The precautionary principle
There’s not a parade I won’t rain on. That’s my usual elevator pitch; may as well lead with the bad news. It is not at all an unfamiliar concept: Watch the downside and the upside takes care of itself, echoed (but not originated) by a bumptious former president.
It’s not great for our popularity in times of bullish expectations. People get the sense that we advocate against investment/growth plans that are obviously offer sure payoff and low risk. We are seen to steer them away from the sure thing right now for fear of a hypothetical event that might happen someday.
Full disclosure: we sometimes do urge people to avoid expansions that depend on growth rates, cost of funds, cost of product assets, that are historical outliers and that put the entire business, not just the discrete project, under threat should they be wrong. We point out when expansions, rather than improving financial performance (except in the narrow sense of how big the bottom line is), hurt return on assets and compromise liquidity.
But the real story is, we’re fans of innovation and entrepreneurship and think that best lest to the person leading the firm, often as not the founder, or perhaps a generation or two down the line from the founder. We want to clear the deck of obstacles and risks so they can practice their craft.
Trends and general enthusiasm tend to be just such obstacles, insofar as they’re symptoms of low-interest-high-asset epochs that just now we might finally be finding the tail end of. They tend to trade innovation for crowd-following and tempt limited financial resources away from the founder’s vision and into low-return diversions.
Low returns are sometimes a hallmark of low risks, but business cycles are funny. Sometimes they’re a symptom of high risks.

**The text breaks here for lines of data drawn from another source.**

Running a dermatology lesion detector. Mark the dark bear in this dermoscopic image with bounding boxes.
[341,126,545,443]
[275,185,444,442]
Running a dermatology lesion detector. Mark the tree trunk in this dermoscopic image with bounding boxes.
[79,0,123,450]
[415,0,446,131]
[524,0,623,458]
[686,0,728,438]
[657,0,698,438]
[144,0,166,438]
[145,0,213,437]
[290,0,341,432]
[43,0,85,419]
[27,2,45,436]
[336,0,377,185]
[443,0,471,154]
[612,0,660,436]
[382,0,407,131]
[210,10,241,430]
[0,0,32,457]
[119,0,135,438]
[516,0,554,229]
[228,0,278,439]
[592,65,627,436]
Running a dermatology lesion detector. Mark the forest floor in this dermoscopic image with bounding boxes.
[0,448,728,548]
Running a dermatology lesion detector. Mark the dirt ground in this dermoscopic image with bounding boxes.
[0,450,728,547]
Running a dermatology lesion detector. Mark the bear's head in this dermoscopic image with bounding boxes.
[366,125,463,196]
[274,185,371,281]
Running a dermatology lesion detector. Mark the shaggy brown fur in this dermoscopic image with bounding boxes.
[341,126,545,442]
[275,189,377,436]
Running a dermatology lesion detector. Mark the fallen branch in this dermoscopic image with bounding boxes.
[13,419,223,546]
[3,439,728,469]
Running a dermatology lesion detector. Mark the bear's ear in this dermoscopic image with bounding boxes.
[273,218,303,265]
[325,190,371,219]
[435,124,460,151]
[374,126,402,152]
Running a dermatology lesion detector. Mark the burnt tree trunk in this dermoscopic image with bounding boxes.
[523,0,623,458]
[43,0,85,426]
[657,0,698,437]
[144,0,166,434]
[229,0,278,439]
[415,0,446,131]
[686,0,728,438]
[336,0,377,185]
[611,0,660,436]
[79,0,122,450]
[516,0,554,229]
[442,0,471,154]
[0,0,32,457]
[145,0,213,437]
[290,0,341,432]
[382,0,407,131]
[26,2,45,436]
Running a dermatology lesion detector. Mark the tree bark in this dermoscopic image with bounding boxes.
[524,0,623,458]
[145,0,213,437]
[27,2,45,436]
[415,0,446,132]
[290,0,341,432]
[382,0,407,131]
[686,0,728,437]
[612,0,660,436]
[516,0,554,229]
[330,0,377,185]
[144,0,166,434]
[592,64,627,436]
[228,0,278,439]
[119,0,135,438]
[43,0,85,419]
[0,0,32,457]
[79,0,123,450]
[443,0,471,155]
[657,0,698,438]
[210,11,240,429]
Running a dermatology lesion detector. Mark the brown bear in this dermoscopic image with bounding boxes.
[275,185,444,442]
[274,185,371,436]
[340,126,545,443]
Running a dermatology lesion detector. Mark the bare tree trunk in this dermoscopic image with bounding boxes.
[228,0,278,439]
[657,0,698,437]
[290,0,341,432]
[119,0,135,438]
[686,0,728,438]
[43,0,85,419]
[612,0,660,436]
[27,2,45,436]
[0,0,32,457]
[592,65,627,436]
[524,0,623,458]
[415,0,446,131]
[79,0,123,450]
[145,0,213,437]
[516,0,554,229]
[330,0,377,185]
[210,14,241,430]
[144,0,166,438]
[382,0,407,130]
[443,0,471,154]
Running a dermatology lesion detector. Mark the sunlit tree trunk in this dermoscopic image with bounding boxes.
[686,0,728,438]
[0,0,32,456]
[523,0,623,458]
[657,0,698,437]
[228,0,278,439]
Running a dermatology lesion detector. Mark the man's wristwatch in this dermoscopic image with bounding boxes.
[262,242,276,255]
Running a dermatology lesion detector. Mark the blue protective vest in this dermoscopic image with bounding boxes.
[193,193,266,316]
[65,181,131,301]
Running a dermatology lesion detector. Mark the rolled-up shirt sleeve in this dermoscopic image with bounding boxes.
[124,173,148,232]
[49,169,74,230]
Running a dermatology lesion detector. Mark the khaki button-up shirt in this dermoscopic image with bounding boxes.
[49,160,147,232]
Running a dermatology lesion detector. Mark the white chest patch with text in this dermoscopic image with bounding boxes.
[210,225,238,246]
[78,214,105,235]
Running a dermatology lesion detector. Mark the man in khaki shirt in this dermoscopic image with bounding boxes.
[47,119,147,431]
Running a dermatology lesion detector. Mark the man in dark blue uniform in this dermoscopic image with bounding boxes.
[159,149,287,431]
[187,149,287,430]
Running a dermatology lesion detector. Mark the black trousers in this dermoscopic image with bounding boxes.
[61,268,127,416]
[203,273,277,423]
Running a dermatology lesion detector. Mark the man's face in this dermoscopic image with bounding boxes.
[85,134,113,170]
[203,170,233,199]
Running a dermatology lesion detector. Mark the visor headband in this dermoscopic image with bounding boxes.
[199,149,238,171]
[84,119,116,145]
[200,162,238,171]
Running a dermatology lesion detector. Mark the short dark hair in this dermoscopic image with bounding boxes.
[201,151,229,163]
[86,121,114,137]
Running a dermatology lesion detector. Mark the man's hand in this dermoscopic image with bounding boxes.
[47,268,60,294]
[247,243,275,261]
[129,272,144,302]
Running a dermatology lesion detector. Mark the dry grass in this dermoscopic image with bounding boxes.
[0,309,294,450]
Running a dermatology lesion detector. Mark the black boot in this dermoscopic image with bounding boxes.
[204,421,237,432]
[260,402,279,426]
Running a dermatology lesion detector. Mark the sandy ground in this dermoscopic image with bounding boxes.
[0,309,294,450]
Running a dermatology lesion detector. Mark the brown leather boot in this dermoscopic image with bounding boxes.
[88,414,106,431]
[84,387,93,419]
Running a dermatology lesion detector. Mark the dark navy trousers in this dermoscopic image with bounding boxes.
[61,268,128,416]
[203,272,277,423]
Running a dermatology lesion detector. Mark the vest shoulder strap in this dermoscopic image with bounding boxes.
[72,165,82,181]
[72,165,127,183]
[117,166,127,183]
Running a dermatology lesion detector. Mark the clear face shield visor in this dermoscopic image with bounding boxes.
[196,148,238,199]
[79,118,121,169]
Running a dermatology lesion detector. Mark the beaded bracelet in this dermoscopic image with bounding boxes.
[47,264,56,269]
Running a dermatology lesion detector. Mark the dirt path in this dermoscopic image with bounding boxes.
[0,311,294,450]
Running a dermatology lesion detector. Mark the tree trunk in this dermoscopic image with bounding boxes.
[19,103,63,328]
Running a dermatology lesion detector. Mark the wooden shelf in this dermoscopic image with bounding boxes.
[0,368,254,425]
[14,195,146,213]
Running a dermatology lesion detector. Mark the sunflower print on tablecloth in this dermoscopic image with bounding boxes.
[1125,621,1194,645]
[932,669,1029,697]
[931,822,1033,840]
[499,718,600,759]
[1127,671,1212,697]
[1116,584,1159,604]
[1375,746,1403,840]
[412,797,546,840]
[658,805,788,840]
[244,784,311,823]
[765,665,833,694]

Like right now. We marvel at various hard asset categories where investors fall over each other to buy assets where the best-case scenario cap rates are less than 5%. That is less than than interest rates (and until recently, inflation as CPI measures it), but those rates remain, despite recent increases, at historic lowest-quartile levels.
Many have locked in a rate of payout that will in time be eclipsed, by orders of magnitude, by other opportunities and by inflation. Even if the investment delivers as promised without hiccup, how do you feel about being locked in at 5% if CDs bump to 14%? Yes, that was the 80s, but what has happened, can happen again.
And what if you need to liquidate (e.g., lock in a massive loss) for unrelated reasons, or if the investment itself falls prey to changing economic times?
I’m content to rain on that parade, which is more like a funeral procession. The thing is, the whole event is entirely optional for both mourners and deceased.
This is why we look into the abyss. It looks back, or feels like it, but also, you don’t step or fall headlong into it.